Moreover, the viscous oil has limited longevity. When it is done, the whole VC has to be replaced. Therefore, when Haldex-clutch setup arrived in the late 1990s, viscous-coupling 4WD began phasing out.
Viscous-Coupling Differential Lock - e.g. Subaru Impreza WRX
Many Group A rally specials in the 1990s employed this kind of center differential, such as Subaru Impreza WRX, Toyota Celica GT-Four, Mitsubishi Lancer Evo I to VI and Ford Escort RS Cosworth. It is basically an open differential added with a viscous coupling to provide anti-slip function. The differential normally offers 50:50 torque split. When slip occurs, the viscous coupling limits the speed difference while transferring more torque to the axle with better traction. Therefore, VCDL is a permanent 4WD system, but it shares some disadvantages of VC differential, such as slow response, non-linear torque transfer and longevity issues.

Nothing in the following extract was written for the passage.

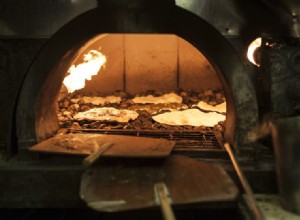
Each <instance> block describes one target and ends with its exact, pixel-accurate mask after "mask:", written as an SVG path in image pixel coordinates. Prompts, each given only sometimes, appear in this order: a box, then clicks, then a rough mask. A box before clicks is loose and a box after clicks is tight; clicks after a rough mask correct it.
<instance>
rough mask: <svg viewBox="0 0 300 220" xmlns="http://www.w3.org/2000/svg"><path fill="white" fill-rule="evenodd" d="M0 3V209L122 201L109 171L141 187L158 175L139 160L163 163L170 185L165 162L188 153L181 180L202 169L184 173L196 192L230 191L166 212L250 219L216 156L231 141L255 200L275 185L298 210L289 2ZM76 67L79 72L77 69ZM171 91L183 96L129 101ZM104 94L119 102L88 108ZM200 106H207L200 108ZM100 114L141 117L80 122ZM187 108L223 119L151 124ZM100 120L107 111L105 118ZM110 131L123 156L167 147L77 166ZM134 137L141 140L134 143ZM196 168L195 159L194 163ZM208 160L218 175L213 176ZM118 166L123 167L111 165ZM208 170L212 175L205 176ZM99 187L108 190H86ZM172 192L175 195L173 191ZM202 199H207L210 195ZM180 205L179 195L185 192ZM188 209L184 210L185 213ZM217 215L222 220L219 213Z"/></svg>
mask: <svg viewBox="0 0 300 220" xmlns="http://www.w3.org/2000/svg"><path fill="white" fill-rule="evenodd" d="M0 4H2V5H3V7H2V8H3V9H0V13H2V14H3V15H4V18H3V22H2V23H0V26H2V30H1V31H0V37H1V39H0V54H1V58H0V59H1V60H0V65H1V66H0V71H1V73H2V76H3V80H2V82H0V83H1V93H0V95H1V106H2V115H3V117H1V119H0V121H1V135H0V164H1V165H3V166H1V168H0V171H1V176H3V177H4V178H3V179H2V180H0V188H1V191H0V204H1V205H0V207H3V208H14V209H18V208H26V209H27V210H32V209H35V208H56V209H60V210H61V208H84V207H86V204H85V202H87V200H89V199H86V198H85V197H86V196H87V197H88V198H91V197H92V198H93V199H95V198H97V199H99V195H102V194H105V193H106V191H108V192H109V191H110V190H111V191H112V194H110V193H107V196H108V198H110V197H109V196H112V195H113V194H114V193H116V192H118V194H119V193H120V194H122V193H124V195H125V194H126V191H128V190H122V187H119V185H118V184H121V183H123V182H122V181H124V180H123V179H122V178H125V177H122V178H121V177H120V179H118V177H119V176H122V175H123V172H125V171H126V170H127V171H128V170H129V171H130V172H131V171H132V172H133V170H134V172H137V173H138V172H141V173H140V174H139V175H141V176H142V177H144V178H146V179H147V178H148V177H147V175H146V174H145V176H143V175H144V174H143V171H140V170H141V169H142V168H145V170H147V172H149V173H151V175H150V174H149V175H150V176H151V178H152V177H154V176H156V173H157V170H154V171H153V170H151V169H152V168H151V169H150V170H148V168H149V166H150V167H152V166H153V167H155V169H159V168H157V167H160V166H159V165H161V164H163V165H161V166H162V168H161V170H164V172H165V173H164V174H161V175H162V176H164V175H166V176H167V177H162V179H164V180H165V181H166V182H168V181H170V179H172V180H173V176H172V175H174V176H176V177H178V175H177V173H176V169H175V168H172V166H175V165H174V164H176V166H177V165H178V164H180V163H183V162H180V160H182V161H183V160H186V159H187V160H192V161H187V162H186V163H190V164H191V165H190V169H188V171H187V173H188V176H189V177H185V178H183V180H180V181H182V182H184V181H185V179H189V178H190V176H193V174H194V173H195V174H196V173H197V175H200V174H198V171H195V172H194V173H193V172H192V171H191V170H197V169H196V168H197V167H199V168H198V169H200V170H201V169H203V172H204V173H207V174H205V175H207V180H210V181H207V182H208V183H205V181H204V180H203V176H199V177H198V178H199V179H197V181H198V180H199V181H200V182H199V184H200V185H201V184H203V187H204V189H205V186H207V187H208V185H210V184H211V185H212V186H214V185H213V184H216V185H215V188H218V187H219V188H220V187H221V188H222V186H223V187H224V184H225V186H226V184H228V181H229V182H230V184H229V185H230V187H231V186H232V187H233V188H232V192H233V191H234V193H233V194H232V196H231V197H230V199H228V198H229V197H228V198H227V197H226V196H227V194H226V195H223V194H222V193H224V190H221V191H220V192H219V194H213V193H216V192H213V193H212V194H208V195H209V196H210V197H209V196H208V197H209V198H208V199H207V200H205V199H204V200H201V201H202V203H201V202H198V203H197V202H196V204H189V203H187V204H186V203H183V204H184V205H183V206H179V207H177V208H176V206H175V214H176V215H177V216H178V218H179V219H195V218H199V216H210V217H212V218H216V219H217V218H220V215H222V216H226V217H228V219H232V218H235V219H239V218H245V219H246V217H247V216H251V204H250V206H249V207H250V208H249V209H248V205H249V204H248V200H247V199H244V198H243V190H244V189H243V187H242V186H243V183H240V181H239V179H238V177H237V175H236V173H235V171H234V169H233V167H232V165H231V161H230V159H229V157H228V154H227V152H226V150H225V148H224V143H228V144H229V145H231V146H232V148H233V150H234V153H235V155H236V157H237V159H238V161H239V163H240V165H241V167H242V170H243V171H244V173H245V176H246V178H247V180H248V181H249V183H250V185H251V187H252V189H253V191H254V193H257V194H259V193H271V194H277V192H278V189H279V193H280V198H281V200H282V201H281V202H282V205H283V207H284V208H285V209H288V210H291V211H293V212H296V213H297V212H299V203H300V202H299V199H298V196H297V195H299V189H298V188H299V187H297V183H298V181H299V177H297V172H298V171H297V167H299V162H298V161H299V160H300V156H299V150H297V149H298V148H297V146H299V137H298V135H297V132H298V131H299V119H298V118H299V100H300V98H299V97H300V95H299V91H298V90H299V89H298V88H299V85H300V83H299V82H300V80H299V38H298V37H299V36H298V31H299V23H298V19H299V17H298V14H297V13H298V12H299V8H300V6H299V5H297V4H296V3H293V2H292V1H290V2H288V3H285V2H283V1H278V2H277V3H276V4H274V5H272V4H271V3H270V2H269V1H255V2H251V3H250V2H249V3H242V2H241V1H235V0H232V1H228V3H226V4H225V3H224V2H222V1H217V0H216V1H197V0H195V1H184V0H178V1H173V0H166V1H153V0H152V1H147V0H128V1H127V0H124V1H114V0H110V1H107V0H106V1H105V0H98V1H95V0H89V1H80V0H65V1H61V2H59V1H56V0H53V1H49V2H47V3H45V2H44V3H42V2H38V1H33V0H32V1H21V4H20V5H16V6H14V3H12V2H8V1H7V2H6V1H4V2H3V3H0ZM244 4H245V5H244ZM245 8H247V9H245ZM1 10H2V12H1ZM285 10H286V11H285ZM287 11H288V12H287ZM20 12H21V13H20ZM289 13H291V14H289ZM13 15H16V16H13ZM274 23H276V24H277V25H276V26H275V25H274ZM257 37H260V39H261V41H262V42H261V45H260V46H259V48H258V49H256V50H255V53H254V55H253V59H254V61H255V62H256V64H255V65H254V64H252V63H251V62H250V61H249V60H248V58H247V56H246V54H247V50H248V46H249V45H250V43H251V42H252V41H253V40H255V38H257ZM99 54H103V56H104V57H105V62H104V63H105V64H104V66H100V67H99V69H97V70H96V74H94V75H95V76H92V77H90V80H87V81H85V82H86V84H85V86H83V87H82V88H79V89H76V91H74V90H72V91H71V92H69V94H67V93H68V92H67V89H68V88H67V85H66V84H64V82H65V79H66V77H67V76H68V75H71V74H72V73H71V68H73V69H75V68H77V69H79V68H80V65H82V64H87V63H88V62H87V61H86V60H85V59H86V57H94V58H95V57H97V56H98V55H99ZM99 56H100V55H99ZM102 58H103V57H102ZM103 59H104V58H103ZM250 60H251V59H250ZM81 67H82V66H81ZM84 72H88V71H87V70H86V68H85V69H84ZM167 95H172V96H176V97H178V98H179V99H180V100H181V101H180V102H176V103H175V102H170V103H163V102H160V103H153V102H141V103H139V102H135V101H134V100H136V99H137V98H145V97H149V96H151V97H152V98H159V97H163V96H167ZM108 97H114V98H117V99H118V100H119V101H118V102H110V101H104V102H103V103H102V104H99V103H98V102H97V100H98V101H99V99H100V98H101V99H105V100H107V98H108ZM224 101H225V102H224ZM96 102H97V103H96ZM203 102H205V103H206V104H205V106H207V105H208V106H209V107H210V109H207V107H206V108H204V107H203V105H201V106H200V103H202V104H203ZM222 103H223V105H224V106H226V108H225V109H226V110H225V111H221V112H216V110H215V108H216V107H217V106H218V105H220V104H222ZM96 108H98V109H101V108H102V110H103V109H105V111H108V110H107V109H110V110H109V111H110V114H112V113H111V111H115V110H117V111H123V112H122V113H118V114H123V113H124V112H125V111H129V110H130V111H133V112H134V114H137V115H138V116H136V117H135V118H131V119H130V120H129V121H126V122H124V121H123V119H122V121H117V120H116V119H113V120H109V119H104V120H103V119H101V120H100V119H99V118H98V119H96V120H94V119H90V118H80V117H79V116H77V115H78V114H80V113H83V112H86V111H89V110H93V109H96ZM111 109H114V110H111ZM189 110H191V111H199V112H201V113H202V114H206V115H205V116H204V118H205V117H206V118H208V117H209V116H210V114H211V113H214V114H216V115H214V116H213V118H216V117H217V116H220V117H222V120H221V119H220V120H217V119H216V120H217V121H215V122H213V124H210V125H207V126H204V125H202V124H197V125H195V124H193V123H192V124H188V123H187V122H186V120H187V119H186V118H184V119H182V120H181V123H182V124H179V125H174V122H172V123H171V124H168V123H166V122H162V123H160V122H158V121H157V120H156V119H155V117H157V116H160V115H162V114H167V113H174V112H176V114H177V113H178V112H179V113H182V112H184V111H189ZM179 113H178V114H179ZM97 114H98V116H99V113H97ZM101 114H102V115H101V117H103V115H104V114H107V112H106V113H101ZM178 114H177V115H176V118H177V119H178V118H179V116H178ZM106 116H107V115H105V117H106ZM114 116H115V115H114ZM169 117H170V116H169ZM197 117H198V116H197ZM197 119H198V118H197ZM183 121H184V122H183ZM191 121H192V122H195V121H196V119H195V118H193V119H191ZM114 135H115V136H114ZM119 136H121V139H120V140H122V144H123V145H128V146H129V145H130V147H131V148H133V149H134V148H135V145H138V144H137V143H139V141H138V139H139V138H140V140H142V139H141V138H149V140H153V139H155V140H166V141H170V142H172V143H174V144H175V146H174V148H173V150H172V152H171V155H169V156H168V157H167V158H169V159H165V158H164V159H160V160H159V161H158V160H157V159H154V160H151V159H147V160H146V162H145V161H144V160H143V159H141V158H139V159H136V160H135V161H133V160H132V159H131V160H128V159H126V158H125V159H124V158H122V159H118V158H117V159H111V158H103V159H102V158H100V161H99V163H96V164H95V165H93V166H92V168H85V167H84V166H82V160H83V159H84V157H85V156H87V155H88V154H90V153H93V149H94V148H93V147H94V145H95V143H96V144H99V143H102V142H101V141H100V142H99V138H100V139H101V138H102V137H108V138H111V139H116V138H115V137H119ZM126 138H127V139H126ZM132 138H137V139H135V140H136V141H132V140H134V139H132ZM66 143H67V144H66ZM124 143H125V144H124ZM126 143H127V144H126ZM129 143H130V144H129ZM123 145H122V146H123ZM142 145H143V144H142ZM81 147H83V148H84V149H88V150H85V151H84V150H82V149H81ZM112 148H113V146H112ZM109 150H110V149H108V150H107V153H108V154H109ZM95 151H96V150H95ZM291 155H295V156H291ZM170 158H171V159H170ZM182 158H185V159H182ZM111 160H113V162H112V161H111ZM161 161H168V162H166V163H164V162H161ZM170 161H171V162H170ZM194 161H198V162H199V163H200V164H201V163H203V164H202V165H201V166H200V165H199V166H198V165H197V164H195V165H194V166H193V164H194ZM287 161H290V163H287ZM120 164H121V165H120ZM149 164H150V165H149ZM165 164H167V165H165ZM215 165H217V167H219V168H216V170H215ZM120 166H124V167H125V168H124V170H125V171H123V170H122V169H121V170H119V167H120ZM127 166H128V167H127ZM176 166H175V167H176ZM97 167H98V168H99V169H97ZM114 167H115V169H112V168H114ZM138 167H141V169H138ZM170 167H171V168H170ZM193 167H194V168H193ZM100 168H101V169H100ZM136 169H137V170H136ZM180 169H183V170H184V166H182V167H181V166H178V170H180ZM218 169H220V170H218ZM99 170H100V171H99ZM173 170H175V172H174V171H173ZM209 170H211V171H213V170H215V173H218V172H220V173H222V174H220V176H217V174H215V175H216V176H214V177H211V174H210V172H211V171H209ZM291 170H292V171H293V172H291V173H290V171H291ZM129 171H128V172H129ZM225 171H226V172H225ZM275 171H277V174H275ZM114 172H116V174H114V175H116V179H117V180H114V181H111V182H109V181H108V180H107V181H108V182H105V181H106V180H105V181H103V180H102V178H100V177H99V176H101V175H103V174H105V175H107V176H109V175H110V174H111V175H113V174H112V173H114ZM145 172H146V171H145ZM159 172H160V169H159ZM173 172H174V174H173ZM177 172H179V171H177ZM182 172H183V173H184V172H185V171H182ZM83 173H84V174H83ZM92 173H93V174H94V175H98V176H96V177H94V179H93V178H91V177H90V176H91V175H92ZM200 173H201V172H200ZM168 175H171V176H170V177H169V176H168ZM197 175H195V176H197ZM203 175H204V174H203ZM205 175H204V176H205ZM142 177H140V179H141V178H142ZM217 177H219V178H221V177H222V178H221V179H220V181H219V183H220V184H219V186H218V184H217V183H218V181H215V180H214V179H213V178H217ZM223 177H224V179H223ZM276 177H277V180H278V187H277V184H275V183H276ZM111 178H112V177H111ZM114 178H115V177H114ZM126 178H129V177H128V176H127V177H126ZM134 178H135V177H134ZM134 178H133V179H134ZM151 178H150V179H151ZM209 178H212V179H209ZM227 178H228V181H227ZM107 179H109V178H107ZM137 179H138V180H140V179H139V178H137ZM154 179H156V178H154ZM225 179H226V181H225ZM194 180H195V179H193V181H194ZM99 181H100V183H99V184H100V185H99V186H101V187H104V189H105V190H104V191H101V190H99V187H97V185H96V184H94V183H95V182H99ZM101 181H102V182H101ZM151 181H152V179H151ZM151 181H150V182H151ZM155 181H156V180H155ZM180 181H179V180H178V182H180ZM191 181H192V180H191ZM173 182H174V181H173ZM175 182H176V181H175ZM87 183H89V184H90V185H89V187H87ZM134 183H135V184H136V185H134V186H136V188H134V189H136V190H137V191H138V187H140V186H141V185H143V184H140V182H139V181H137V182H134ZM107 185H109V186H110V187H107ZM171 185H172V183H170V186H169V187H170V191H171V194H172V193H173V195H174V194H175V193H174V192H179V191H178V189H177V188H176V187H175V186H174V187H173V188H172V186H171ZM180 186H181V185H180ZM105 187H107V188H105ZM195 187H196V188H197V184H196V186H195ZM230 187H228V188H227V191H228V192H229V191H230V189H231V188H230ZM200 188H201V187H200ZM219 188H218V189H219ZM225 188H226V187H225ZM288 188H290V190H287V189H288ZM90 189H93V190H94V191H93V193H94V192H95V194H93V193H92V194H91V193H90V191H88V190H90ZM175 189H176V190H177V191H176V190H175ZM188 190H190V189H187V191H188ZM129 191H130V190H129ZM133 191H134V190H133ZM212 191H214V190H212ZM215 191H217V190H215ZM227 191H226V190H225V192H227ZM238 191H239V193H238ZM79 192H80V194H81V198H82V199H81V198H80V197H79ZM235 193H236V194H235ZM141 194H143V193H142V192H141ZM203 195H204V194H203ZM212 195H214V196H216V197H214V199H211V197H212ZM220 195H223V197H224V198H225V197H226V198H227V199H224V198H223V197H220ZM191 196H192V194H191ZM218 196H219V197H218ZM112 197H113V196H112ZM185 200H187V201H189V200H188V198H186V197H185ZM128 201H129V200H128ZM87 203H88V206H89V207H92V208H94V209H96V210H98V211H99V210H100V211H103V207H105V208H107V207H106V206H104V205H103V204H102V203H101V204H102V205H99V203H97V206H96V208H95V205H91V203H89V202H87ZM133 203H134V202H133ZM93 204H94V203H93ZM180 204H181V203H180ZM106 205H107V204H106ZM181 205H182V204H181ZM99 207H100V208H99ZM108 207H109V208H110V207H111V205H109V206H108ZM133 207H136V209H138V210H135V209H133V208H132V207H131V209H133V210H131V211H130V212H128V211H127V212H126V215H127V214H128V217H127V218H128V219H132V218H133V217H132V216H135V215H138V216H139V217H138V218H141V216H143V217H145V216H148V217H149V219H150V218H154V216H155V217H157V216H156V215H157V212H158V210H157V209H156V208H154V209H153V210H152V209H151V208H150V210H149V209H148V208H149V207H151V206H150V205H149V206H141V207H140V206H139V205H135V206H133ZM109 208H107V210H109V211H111V210H114V209H113V208H111V209H109ZM140 208H146V209H141V210H140ZM84 210H85V209H84ZM120 210H126V209H125V208H123V209H122V208H121V209H120ZM190 210H192V211H191V213H192V214H188V212H189V211H190ZM216 210H218V211H219V213H220V215H217V214H215V212H216ZM249 210H250V211H249ZM77 211H78V210H77ZM74 212H75V211H74ZM83 212H84V213H85V214H86V212H87V211H86V210H85V211H83ZM101 213H102V212H101ZM249 213H250V214H249ZM25 214H26V213H25ZM33 215H34V214H33ZM68 215H71V214H70V213H69V212H68ZM83 215H84V214H83ZM115 215H116V216H115ZM119 215H121V216H122V213H121V214H119ZM7 216H9V214H7ZM101 216H102V217H103V219H113V218H119V217H120V216H118V213H117V214H103V213H102V214H101ZM187 216H188V217H187Z"/></svg>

Some designs employed epicyclic (planetary) differential instead of conventional differential to enable a slight front or rear torque bias. Examples: Lancia Delta S4 (30:70) and Delta HF Integrale (56:44, later 47:53), Peugeot 205 T16 (33:67), Mitsubishi GTO (45:55) and Bugatti EB110 (27:73).
Many viscous-coupling differential locks have already been replaced with more advanced active center differentials. However, for its simplicity and low cost, Subaru continues to use it on the regular WRX, whereas the hotter STi gets DCCD instead.